忽然感覺到胸前一涼,我睜開眼睛一看,乖乖,這個我可從來沒有經受過,猶如全身過電一般,酥酥的,麻麻的,全身的骨頭酥了,不知所措......
沒有想到,真的沒有想到,我竟然稀里糊涂的在這里蛻變成了一個真正的男人。一陣抽搐,打了幾個冷戰后,大腦一片空白,幾乎是處于一種癡呆的狀況,還在回味著剛才一剎那的像電擊一般的感覺,就是太快了,太短暫了。

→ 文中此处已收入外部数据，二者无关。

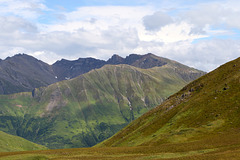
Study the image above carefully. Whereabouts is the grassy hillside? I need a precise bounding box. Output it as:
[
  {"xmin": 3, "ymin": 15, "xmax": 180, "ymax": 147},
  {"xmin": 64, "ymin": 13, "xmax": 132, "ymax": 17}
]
[
  {"xmin": 0, "ymin": 131, "xmax": 47, "ymax": 152},
  {"xmin": 99, "ymin": 58, "xmax": 240, "ymax": 148},
  {"xmin": 0, "ymin": 65, "xmax": 204, "ymax": 148}
]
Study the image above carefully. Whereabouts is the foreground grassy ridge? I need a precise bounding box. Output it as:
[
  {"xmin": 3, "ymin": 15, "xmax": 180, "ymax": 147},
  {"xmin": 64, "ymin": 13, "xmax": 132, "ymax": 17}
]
[
  {"xmin": 99, "ymin": 58, "xmax": 240, "ymax": 147},
  {"xmin": 0, "ymin": 65, "xmax": 203, "ymax": 148},
  {"xmin": 0, "ymin": 131, "xmax": 47, "ymax": 152},
  {"xmin": 0, "ymin": 132, "xmax": 240, "ymax": 160}
]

忽然被她的笑聲帶回了現實,我連忙坐起來,拿過一旁的褲頭穿上,低著頭不敢看她,但是又忍不住抬起頭來,仔細的看了看她,她露出舌頭笑了笑,輕聲說道,剛才的事,可不能告訴別人奧。
我眼巴巴地看著她,口干舌燥地點了點頭,半天才想起來問道,請問你叫什么名字?
你叫我珊珊就行了。
那你們這里是不是不剪頭啊?我這個時候才反應過來,自己是來剪頭的啊,這搞了半天,連一根頭發都還沒有剪呢。

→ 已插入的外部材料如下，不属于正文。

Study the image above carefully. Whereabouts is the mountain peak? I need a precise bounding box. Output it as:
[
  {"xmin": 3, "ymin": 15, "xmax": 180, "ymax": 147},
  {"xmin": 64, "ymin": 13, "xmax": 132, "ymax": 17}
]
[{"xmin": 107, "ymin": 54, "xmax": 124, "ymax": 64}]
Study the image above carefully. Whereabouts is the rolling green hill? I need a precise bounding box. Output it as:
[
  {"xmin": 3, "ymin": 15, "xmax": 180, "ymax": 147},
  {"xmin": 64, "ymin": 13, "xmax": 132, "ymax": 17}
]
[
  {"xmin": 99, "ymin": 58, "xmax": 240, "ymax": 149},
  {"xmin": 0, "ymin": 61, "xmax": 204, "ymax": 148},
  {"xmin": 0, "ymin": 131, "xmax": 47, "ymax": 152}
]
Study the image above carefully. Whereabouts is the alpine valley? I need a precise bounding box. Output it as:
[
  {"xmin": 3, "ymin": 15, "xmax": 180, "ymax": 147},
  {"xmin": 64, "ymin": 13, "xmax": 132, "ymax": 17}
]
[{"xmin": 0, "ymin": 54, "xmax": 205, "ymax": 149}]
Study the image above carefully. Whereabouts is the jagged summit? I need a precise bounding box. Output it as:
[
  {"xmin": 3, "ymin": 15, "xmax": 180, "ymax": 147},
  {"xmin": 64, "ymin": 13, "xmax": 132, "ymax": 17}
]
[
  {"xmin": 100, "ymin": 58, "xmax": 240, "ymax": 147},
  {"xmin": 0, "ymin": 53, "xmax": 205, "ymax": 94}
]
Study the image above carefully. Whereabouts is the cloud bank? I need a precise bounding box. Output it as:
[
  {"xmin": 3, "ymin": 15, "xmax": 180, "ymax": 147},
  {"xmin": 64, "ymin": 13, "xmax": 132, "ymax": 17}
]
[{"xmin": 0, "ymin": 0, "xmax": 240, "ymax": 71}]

咯咯咯,你不知道啊?我們這里只是洗頭按摩的,哪里有剪頭啊。她又笑了起來,甚至都停止了整理床鋪的動作。
奧,知道了,謝謝你啊,珊珊。
她估計不知道我何意,扭頭看了我一下,仍然笑瞇瞇的回道,沒事,下次你要來的話,記得還來找我奧。
嗯。我連忙點點頭,可是隨后像想起了什么似的,又搖了搖頭,惹得她又笑了。
我低著頭像做了錯事一樣,跟在她后面到了一樓,到前臺付了錢,她把我送到門口,說了句,歡迎下次再來奧。我頭不太抬的答應了一聲,快步走了出去,走了老遠,才停下來,猛地一轉身,看著那溫州發廊,恨不得狠很的抽上自己一記耳光。
怎么辦?頭還沒有剪呢,我轉了半天,好容易在村口找到了一家理發店,不用再洗了,直接開剪,這個時候我才搞明白,正規的理發店門口都是白熾燈,并沒有彩色的。
從理發店出來,找了個電話亭,準備給李紅梅打個電話。說起來不知道是我運氣不好,還是工廠早就想改革了,而我不過是沒有趕上這茬罷了,也可能是我的離職加速了成賢公司的變革,又或者是工廠的訂單量減少了吧。反正,自從我離職后,成賢公司似乎一下子就變得很正規了,幾乎每個禮拜天都可以休息了。